You vagrants and scavengers

in what feels like something of their take of ‘Les Miserables’.

Opening with some sort of clanking percussion before Swarb steps in, the rhythmically loping ‘Only Love’ has a sort of junkyard cabaret vibe, the title pretty much telling you were the somewhat idealistic sentiment’s heading in talking about freeing yourself from

          anti-social media

and

   stop all those fools from dragging you down

While not as prolific as one past albums, there are, you’ll be pleased to hear, some festival-charged anthems, first up being John and Virginia’s title track, and its call to stand  together and shake off the chains and the personal demons that hold you down

 

            Well. I’ve lived beneath the clouds too long

I’ve made mistakes and got it wrong

Well, being weak, it made me strong

as it calls to

            be in the now, accept the past

Embrace the fire in you at last

And tie your colours to the mast

Anchored by pulsing fiddle and keys, there’s a slightly folk-jazz feel to the intro for Virginia’s gradually swelling ‘Changing Times’ before it leans into heavier folk rock territory in which the line

            only echoes of carbon will we find

carries a climate change call for environmental action

Swarbrick’s fiddle is plangent here and, bolstered by Andy Jones’ drums,  he’s given his head to let loose full fiery rein on his self-penned instrumental ‘Lizard On A Log’ that marks the album’s midway point.

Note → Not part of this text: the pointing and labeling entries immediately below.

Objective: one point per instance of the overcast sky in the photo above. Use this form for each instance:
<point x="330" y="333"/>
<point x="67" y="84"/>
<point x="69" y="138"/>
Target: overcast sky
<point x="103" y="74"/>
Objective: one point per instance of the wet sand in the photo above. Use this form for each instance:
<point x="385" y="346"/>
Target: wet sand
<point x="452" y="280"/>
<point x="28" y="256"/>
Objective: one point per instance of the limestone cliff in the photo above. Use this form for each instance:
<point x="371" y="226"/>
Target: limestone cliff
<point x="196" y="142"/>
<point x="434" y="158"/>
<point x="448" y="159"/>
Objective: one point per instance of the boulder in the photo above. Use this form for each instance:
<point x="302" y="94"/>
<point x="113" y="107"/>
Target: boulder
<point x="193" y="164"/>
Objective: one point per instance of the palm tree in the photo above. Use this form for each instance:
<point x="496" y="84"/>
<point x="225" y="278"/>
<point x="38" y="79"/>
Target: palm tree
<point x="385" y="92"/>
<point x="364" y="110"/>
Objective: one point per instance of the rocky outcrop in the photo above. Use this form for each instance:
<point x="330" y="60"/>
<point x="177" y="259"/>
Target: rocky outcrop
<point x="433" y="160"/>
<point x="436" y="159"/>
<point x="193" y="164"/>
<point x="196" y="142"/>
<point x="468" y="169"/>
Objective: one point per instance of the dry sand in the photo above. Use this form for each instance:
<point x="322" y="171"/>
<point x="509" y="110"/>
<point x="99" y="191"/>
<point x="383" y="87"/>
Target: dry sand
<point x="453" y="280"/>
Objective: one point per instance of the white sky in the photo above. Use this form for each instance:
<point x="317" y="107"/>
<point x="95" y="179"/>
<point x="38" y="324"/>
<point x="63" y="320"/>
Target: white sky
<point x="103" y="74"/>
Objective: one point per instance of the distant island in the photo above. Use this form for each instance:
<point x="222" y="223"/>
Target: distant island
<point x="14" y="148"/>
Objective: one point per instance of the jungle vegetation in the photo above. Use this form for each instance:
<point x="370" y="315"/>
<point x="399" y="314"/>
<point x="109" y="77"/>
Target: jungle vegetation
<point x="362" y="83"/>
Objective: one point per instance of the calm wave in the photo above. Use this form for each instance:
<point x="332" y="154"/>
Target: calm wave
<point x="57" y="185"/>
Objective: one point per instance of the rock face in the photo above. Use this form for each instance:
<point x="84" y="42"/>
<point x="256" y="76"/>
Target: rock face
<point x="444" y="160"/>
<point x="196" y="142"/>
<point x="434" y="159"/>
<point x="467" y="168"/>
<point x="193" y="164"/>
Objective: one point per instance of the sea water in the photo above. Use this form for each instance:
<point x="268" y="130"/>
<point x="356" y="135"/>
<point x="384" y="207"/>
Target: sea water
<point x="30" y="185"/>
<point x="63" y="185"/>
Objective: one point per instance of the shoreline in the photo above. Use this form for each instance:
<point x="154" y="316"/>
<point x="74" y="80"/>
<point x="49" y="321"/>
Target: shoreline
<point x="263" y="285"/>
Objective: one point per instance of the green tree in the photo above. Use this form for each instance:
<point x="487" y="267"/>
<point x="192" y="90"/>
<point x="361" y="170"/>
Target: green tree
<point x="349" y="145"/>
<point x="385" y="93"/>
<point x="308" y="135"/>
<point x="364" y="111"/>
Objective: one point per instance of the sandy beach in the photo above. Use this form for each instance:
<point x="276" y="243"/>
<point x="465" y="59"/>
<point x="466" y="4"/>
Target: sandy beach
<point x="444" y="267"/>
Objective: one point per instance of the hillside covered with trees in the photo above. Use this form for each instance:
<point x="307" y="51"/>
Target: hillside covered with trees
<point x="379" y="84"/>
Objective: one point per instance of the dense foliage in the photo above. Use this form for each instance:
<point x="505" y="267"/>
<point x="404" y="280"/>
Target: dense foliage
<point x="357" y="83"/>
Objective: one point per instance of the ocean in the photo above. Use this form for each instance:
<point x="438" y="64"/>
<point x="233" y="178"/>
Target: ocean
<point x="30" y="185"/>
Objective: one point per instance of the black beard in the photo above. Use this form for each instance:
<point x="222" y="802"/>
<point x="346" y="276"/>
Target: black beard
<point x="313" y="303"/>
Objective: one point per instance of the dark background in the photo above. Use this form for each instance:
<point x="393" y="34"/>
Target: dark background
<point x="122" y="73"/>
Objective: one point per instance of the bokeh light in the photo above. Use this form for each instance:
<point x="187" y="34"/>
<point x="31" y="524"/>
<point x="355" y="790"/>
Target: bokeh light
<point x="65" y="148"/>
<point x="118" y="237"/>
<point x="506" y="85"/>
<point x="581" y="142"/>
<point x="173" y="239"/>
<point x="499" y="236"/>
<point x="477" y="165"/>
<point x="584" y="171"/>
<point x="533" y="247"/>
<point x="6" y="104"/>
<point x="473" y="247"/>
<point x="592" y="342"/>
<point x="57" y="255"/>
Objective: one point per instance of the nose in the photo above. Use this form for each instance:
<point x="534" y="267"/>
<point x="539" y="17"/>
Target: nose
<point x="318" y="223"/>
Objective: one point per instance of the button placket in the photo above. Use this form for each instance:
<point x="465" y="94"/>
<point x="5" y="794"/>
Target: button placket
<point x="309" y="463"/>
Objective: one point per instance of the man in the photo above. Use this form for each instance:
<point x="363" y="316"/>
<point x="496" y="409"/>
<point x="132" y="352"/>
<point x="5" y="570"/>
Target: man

Then, echoing Virginia’s title, she on harmonies and Andrew on lead, Bob offers  the chiming circular melody  and cascading notes of the more typical ‘Changing Just The Same’ that muses on life’s flux and impermanence as he sings

            All my life I have been on my way to die

This is my only certainty

and ponders

            Where will you go

When the world forgets your name?

Joined by the a capella quite literal Thousand Voices Choir comprising families, groups and choirs from around the world, Andrew on lead,  Virginia affords the arms-linked swayalong rousing anthem ‘Peace Can Be Louder Than War’ that needs no other explanation, the line

            When a power-hungry madman orders more shelling

a fairly obvious allusion.

Goulding’s piano and Swarbrick’s fiddle introduce the more restrained ‘Join Hands’ which, as you might surmise, is another all come together number, the tempo picking up a jig pace as Andrew’s vocals enter the arena.  Picking up the commonality theme,  Virginia runs with it on the lazy vaudeville strum and gypsy fiddle of ‘Don’t Say I, Say Us’  that, in another era  Gracie Fields might have sung, and is probably the only song to mention and anchorite from the 14th century as part of the imagery.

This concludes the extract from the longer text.